I'm trying to learn Scala and the Play Framework at the same time. Scala looks to me like it has a lot of really cool ideas, but one of my frustrations is trying to understand all of the different syntaxes for methods/functions/lambdas/anonymous functions/etc.
So I have my main application controller like so:
object Application extends Controller {
def index = Action {
Ok(views.html.index("Your new application is ready."))
}
}
This tells me I have a singleton Application
that has one method, index
, that returns what type?? I was expecting index
to have a definition more like:
def index(req: Request) : Result = { ... }
Looking at Play Framework's documentation, it looks as though Action
is a trait, that transforms a request to a result, by I'm having a hard time understanding what this line is saying:
def index = Action { ... }
I come from a Java background, so I don't know what this is saying? (this statement feels like it's saying "method index = [some interface Action]", which doesn't make sense to me; it seems something beautiful is happening, but it is magic to me, and I feel uneasy with magic in my code ;))

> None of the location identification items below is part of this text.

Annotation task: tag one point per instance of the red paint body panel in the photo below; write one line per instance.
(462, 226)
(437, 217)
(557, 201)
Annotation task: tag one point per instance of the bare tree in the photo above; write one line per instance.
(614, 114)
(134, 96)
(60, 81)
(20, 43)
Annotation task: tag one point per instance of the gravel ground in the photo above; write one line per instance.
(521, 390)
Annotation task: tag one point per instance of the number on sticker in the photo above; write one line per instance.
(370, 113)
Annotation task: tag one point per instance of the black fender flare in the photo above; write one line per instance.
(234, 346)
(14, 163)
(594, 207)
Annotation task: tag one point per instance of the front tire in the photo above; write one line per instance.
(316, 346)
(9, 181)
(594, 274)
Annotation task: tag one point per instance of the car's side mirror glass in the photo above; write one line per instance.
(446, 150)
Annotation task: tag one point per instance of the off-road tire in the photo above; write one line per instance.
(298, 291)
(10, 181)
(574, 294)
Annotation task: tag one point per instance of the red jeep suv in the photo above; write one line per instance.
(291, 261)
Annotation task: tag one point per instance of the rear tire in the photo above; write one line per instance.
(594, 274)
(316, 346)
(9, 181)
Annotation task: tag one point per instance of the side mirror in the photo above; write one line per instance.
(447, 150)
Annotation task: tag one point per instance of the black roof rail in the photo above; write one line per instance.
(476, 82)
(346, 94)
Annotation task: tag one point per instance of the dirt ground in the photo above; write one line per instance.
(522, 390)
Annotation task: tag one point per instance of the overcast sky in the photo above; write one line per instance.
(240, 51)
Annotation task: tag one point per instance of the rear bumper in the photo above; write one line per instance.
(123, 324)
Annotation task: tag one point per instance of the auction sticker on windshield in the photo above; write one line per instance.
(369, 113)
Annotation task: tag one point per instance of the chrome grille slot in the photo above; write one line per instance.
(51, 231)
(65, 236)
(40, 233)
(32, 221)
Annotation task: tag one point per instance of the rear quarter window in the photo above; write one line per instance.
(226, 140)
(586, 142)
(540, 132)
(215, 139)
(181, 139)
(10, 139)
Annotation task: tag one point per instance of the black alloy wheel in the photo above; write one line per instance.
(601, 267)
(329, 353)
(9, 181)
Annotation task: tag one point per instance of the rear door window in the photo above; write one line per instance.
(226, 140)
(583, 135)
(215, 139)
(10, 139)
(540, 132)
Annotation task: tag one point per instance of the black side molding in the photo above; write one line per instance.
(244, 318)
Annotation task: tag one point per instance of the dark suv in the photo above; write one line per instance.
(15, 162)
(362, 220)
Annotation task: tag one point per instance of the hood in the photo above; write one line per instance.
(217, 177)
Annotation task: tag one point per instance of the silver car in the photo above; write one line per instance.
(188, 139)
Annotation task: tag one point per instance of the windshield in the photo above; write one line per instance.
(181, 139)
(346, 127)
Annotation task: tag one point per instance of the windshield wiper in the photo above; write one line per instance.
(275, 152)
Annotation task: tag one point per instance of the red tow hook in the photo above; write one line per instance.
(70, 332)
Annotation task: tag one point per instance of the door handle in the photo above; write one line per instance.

When you invoke an object as if it were a function, that's translated into a call to apply
. Ie:
foo(bar)
is translated into
foo.apply(bar)
So, inside index
you are calling the Action
object as if it were a function, which means you are actually calling Action.apply
.
The return type of index
is omitted because the compiler can infer it to be the return type of Action.apply
(which I guess from the name is Unit
).
So the short answer to this question is that there's some stuff going on behind the scenes that makes the above work: namely that the compiler is inferring types, and in Scala, objects with an apply
method can get called as if they were functions.
So what's going on here is that this code:
def index = Action {
Ok("Hello World!")
}
...is equivalent to (or rather shorthand for) this code:
def index : Action[AnyContent] = Action.apply(
(req: Request[AnyContent]) => {
Ok(views.html.index("Hello World!"))
} : Result
)
The magic is happening here: ... = Action {...}
. Action {...}
says "call Action
with this anonymous function {...}
".
Because Action.apply
is defined as apply(block: => Result): Action[AnyContent]
, all of the argument-/return- types can be inferred.